Strontium is one of the many elements that emit radioactive particles. While it sounds concerning, officials say it's not too much to worry about.
"Is this something terribly concerning? Absolutely not. Is this something to worry about? You know if you want to be very critical about your water quality then yes, it's something that doesn't help you in the water," he said.
He goes on to compare the exposure to that of minor radiation. "Do you feel concerned about something radioactive in your water, well sure.. that'd be great if it weren't there but we're talking at really really low concentrations. You go through an airport scanner when you fly on an airplane, you get an x-ray done... this is that level of exposure, if not lower. In fact, it is much lower," he said.
Both Lynn Haven and Apalachicola have a few red flags on their reports which overall resorted in their poor scores. Many worry that these poor scores will impact their health poorly, but water testing officials say short-term exposure should not cause any issues.

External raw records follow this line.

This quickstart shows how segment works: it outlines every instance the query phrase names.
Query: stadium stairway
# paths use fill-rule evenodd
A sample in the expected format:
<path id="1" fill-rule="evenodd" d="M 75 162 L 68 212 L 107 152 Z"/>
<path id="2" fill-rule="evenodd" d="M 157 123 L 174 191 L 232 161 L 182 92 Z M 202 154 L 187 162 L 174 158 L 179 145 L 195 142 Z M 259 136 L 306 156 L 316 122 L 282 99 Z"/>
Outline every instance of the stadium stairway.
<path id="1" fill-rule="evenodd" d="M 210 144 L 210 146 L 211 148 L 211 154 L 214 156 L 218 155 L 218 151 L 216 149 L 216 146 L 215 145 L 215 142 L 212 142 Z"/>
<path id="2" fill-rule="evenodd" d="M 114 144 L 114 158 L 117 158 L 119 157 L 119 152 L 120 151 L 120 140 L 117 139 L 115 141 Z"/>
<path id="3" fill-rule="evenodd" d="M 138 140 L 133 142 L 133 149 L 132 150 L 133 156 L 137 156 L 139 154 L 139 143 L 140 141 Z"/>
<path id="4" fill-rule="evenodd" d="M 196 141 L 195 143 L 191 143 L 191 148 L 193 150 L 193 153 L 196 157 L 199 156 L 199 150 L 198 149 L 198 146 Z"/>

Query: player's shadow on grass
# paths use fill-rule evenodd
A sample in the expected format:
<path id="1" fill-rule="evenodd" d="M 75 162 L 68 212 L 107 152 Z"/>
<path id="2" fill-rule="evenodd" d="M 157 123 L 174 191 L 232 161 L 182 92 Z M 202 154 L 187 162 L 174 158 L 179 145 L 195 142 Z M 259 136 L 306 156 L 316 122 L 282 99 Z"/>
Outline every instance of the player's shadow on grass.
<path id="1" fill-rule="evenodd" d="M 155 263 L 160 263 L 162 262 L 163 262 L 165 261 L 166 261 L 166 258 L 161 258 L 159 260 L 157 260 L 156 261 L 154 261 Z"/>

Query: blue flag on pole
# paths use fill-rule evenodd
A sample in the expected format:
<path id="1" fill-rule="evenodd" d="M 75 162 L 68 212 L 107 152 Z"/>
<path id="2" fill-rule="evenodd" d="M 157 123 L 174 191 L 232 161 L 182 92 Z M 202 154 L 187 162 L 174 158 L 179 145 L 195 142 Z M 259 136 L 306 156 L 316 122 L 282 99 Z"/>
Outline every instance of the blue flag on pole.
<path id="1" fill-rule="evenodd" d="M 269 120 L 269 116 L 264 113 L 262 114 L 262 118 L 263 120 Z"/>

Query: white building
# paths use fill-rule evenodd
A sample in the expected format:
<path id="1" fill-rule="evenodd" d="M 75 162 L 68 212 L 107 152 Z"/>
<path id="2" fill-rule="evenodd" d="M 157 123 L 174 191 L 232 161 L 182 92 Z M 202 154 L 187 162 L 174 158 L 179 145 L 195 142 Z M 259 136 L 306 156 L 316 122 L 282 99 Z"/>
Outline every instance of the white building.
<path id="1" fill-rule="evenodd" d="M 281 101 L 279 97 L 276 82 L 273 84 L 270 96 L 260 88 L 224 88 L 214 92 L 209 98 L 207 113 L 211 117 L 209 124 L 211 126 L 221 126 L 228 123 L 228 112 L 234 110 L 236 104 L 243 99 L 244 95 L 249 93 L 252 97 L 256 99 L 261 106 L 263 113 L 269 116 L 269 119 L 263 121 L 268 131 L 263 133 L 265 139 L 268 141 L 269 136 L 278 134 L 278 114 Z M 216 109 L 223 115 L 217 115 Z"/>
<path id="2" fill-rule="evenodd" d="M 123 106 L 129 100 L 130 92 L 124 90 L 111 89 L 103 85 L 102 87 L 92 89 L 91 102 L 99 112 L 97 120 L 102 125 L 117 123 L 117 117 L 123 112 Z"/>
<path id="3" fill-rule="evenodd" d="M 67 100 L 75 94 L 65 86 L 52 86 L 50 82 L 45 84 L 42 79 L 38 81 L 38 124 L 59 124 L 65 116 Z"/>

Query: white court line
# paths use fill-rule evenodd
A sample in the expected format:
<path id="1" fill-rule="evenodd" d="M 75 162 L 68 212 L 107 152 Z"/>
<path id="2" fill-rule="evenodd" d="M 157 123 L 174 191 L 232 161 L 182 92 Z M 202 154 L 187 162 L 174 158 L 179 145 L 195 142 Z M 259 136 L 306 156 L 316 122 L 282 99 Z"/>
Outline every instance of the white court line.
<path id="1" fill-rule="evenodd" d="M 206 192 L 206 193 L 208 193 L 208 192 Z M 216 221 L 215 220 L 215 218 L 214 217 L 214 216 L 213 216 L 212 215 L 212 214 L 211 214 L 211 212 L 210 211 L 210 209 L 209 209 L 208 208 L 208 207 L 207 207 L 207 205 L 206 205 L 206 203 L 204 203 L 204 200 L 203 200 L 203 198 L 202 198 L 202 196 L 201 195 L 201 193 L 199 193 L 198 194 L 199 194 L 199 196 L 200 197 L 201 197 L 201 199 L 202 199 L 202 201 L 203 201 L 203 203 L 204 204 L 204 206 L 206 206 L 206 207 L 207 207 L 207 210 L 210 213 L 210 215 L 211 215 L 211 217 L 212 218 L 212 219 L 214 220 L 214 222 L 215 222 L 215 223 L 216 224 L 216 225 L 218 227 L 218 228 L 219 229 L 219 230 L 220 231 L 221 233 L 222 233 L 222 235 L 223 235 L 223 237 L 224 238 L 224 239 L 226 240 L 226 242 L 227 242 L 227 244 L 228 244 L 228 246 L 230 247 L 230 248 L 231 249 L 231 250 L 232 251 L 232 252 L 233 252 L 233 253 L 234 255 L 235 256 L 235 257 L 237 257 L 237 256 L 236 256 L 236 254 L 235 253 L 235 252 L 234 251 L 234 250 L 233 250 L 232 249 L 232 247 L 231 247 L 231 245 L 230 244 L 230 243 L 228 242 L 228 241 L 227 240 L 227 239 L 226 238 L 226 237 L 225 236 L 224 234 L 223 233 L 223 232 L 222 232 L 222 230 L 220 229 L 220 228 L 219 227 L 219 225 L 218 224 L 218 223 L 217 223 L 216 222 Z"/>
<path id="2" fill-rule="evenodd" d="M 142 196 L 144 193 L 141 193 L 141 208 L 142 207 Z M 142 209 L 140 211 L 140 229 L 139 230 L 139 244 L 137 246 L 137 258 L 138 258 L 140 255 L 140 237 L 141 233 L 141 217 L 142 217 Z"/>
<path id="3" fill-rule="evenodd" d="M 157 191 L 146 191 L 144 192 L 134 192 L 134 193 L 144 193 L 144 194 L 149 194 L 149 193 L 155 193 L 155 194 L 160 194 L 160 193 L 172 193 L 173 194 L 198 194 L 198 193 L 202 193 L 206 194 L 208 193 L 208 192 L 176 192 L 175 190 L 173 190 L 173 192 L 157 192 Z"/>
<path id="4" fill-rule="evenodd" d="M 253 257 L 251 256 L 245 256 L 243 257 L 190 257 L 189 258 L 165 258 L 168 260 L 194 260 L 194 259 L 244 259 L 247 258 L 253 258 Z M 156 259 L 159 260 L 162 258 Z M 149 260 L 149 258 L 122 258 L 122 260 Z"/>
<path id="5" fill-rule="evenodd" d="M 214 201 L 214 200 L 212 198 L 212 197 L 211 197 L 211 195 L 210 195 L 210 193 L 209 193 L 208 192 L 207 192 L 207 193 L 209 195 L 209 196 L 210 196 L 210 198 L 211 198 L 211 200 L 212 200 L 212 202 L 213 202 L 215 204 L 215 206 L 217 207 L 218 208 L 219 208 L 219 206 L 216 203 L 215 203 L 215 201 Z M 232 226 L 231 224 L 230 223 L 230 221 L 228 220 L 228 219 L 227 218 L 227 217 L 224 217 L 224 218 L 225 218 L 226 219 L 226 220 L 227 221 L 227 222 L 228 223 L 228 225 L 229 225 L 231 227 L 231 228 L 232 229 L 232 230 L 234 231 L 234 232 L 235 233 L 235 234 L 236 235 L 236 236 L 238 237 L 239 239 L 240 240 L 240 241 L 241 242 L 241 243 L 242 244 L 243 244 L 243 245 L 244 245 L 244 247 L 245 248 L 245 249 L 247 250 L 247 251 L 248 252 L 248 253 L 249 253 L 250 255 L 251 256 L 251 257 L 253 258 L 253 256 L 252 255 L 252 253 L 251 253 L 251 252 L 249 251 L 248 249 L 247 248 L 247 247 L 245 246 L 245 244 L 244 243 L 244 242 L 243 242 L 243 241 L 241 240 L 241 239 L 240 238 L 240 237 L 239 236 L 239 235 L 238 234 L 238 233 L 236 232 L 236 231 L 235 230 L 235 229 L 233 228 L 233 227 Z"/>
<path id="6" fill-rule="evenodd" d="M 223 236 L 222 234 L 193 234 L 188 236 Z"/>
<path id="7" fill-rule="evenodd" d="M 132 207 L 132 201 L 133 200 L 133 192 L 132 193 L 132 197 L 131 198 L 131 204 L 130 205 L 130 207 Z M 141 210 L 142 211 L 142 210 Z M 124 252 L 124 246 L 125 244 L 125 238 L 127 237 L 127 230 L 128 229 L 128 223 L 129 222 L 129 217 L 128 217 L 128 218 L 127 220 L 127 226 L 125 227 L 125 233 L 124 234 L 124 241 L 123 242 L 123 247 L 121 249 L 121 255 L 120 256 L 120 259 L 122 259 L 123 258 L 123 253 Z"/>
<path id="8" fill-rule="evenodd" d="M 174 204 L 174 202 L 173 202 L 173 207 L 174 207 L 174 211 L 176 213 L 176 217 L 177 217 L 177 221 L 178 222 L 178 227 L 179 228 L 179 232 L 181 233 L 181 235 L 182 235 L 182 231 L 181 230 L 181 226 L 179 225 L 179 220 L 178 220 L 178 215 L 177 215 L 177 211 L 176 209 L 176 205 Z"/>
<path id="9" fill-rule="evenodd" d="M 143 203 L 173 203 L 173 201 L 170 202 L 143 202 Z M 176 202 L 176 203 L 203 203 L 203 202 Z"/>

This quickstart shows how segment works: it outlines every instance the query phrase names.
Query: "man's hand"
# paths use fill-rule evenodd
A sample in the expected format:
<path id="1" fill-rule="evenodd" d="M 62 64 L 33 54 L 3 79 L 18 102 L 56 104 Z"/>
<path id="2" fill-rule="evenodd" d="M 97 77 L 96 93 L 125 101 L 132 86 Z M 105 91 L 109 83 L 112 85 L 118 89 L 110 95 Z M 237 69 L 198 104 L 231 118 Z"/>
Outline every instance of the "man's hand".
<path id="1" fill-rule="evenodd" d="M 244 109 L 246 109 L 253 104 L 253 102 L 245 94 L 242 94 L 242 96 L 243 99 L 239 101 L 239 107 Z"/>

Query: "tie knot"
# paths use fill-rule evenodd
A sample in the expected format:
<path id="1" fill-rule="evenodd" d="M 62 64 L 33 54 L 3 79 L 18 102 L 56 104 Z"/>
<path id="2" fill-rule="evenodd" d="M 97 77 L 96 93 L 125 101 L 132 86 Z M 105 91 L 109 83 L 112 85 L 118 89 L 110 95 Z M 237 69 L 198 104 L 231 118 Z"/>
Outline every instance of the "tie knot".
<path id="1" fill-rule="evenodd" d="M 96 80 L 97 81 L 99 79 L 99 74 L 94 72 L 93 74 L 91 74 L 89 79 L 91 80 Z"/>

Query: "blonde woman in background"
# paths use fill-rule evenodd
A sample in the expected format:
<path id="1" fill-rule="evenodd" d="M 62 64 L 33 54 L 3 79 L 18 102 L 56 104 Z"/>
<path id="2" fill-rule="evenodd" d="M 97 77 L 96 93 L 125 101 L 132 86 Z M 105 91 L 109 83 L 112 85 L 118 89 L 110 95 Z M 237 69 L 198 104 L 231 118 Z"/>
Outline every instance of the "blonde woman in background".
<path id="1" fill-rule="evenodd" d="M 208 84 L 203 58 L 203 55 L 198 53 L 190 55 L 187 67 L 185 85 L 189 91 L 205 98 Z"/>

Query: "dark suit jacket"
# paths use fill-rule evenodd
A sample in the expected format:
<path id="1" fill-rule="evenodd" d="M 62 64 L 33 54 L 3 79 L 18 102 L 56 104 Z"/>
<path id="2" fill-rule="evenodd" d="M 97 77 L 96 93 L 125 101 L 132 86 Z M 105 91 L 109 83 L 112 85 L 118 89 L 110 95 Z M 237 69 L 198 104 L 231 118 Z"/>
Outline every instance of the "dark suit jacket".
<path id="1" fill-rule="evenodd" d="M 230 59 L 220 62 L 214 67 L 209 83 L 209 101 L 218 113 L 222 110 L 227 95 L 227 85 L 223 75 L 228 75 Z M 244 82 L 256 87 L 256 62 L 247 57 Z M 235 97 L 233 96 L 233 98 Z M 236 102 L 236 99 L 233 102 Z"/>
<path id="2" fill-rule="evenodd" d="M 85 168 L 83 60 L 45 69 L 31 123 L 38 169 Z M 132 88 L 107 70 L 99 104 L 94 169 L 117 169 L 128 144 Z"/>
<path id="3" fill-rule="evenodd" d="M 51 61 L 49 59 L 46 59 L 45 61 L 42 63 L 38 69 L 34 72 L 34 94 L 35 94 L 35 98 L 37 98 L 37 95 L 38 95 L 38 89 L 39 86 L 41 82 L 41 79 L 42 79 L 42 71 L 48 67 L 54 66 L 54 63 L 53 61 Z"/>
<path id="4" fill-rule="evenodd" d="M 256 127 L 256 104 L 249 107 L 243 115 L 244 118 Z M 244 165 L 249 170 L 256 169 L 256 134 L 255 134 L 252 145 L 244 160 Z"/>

"1 in 100,000 to 1 in a million chance of this causing an adverse health effect in you. So if you're exceeding one of those, it doesn't mean that every single person is getting sick tomorrow. It means that with chronic long term exposure to this kind of concentration, yes there's an increased likelihood of you having an adverse health effect," said Pujol.
Ultimately, if the score for your water at home is less than ideal, you can always improve it on your own. "Water treatment in the home should be more popular and at lease considered in situations like this where a water system is perhaps not able to control the trihalomethane level to the desired level," said Pujol.
"In my opinion, we should all have impeccable, tasty, non-costly, no health risks water quality, and it's achievable. It's not easy, and it's certainly not easy when the water systems have to deal with all the struggles and challenges that they have."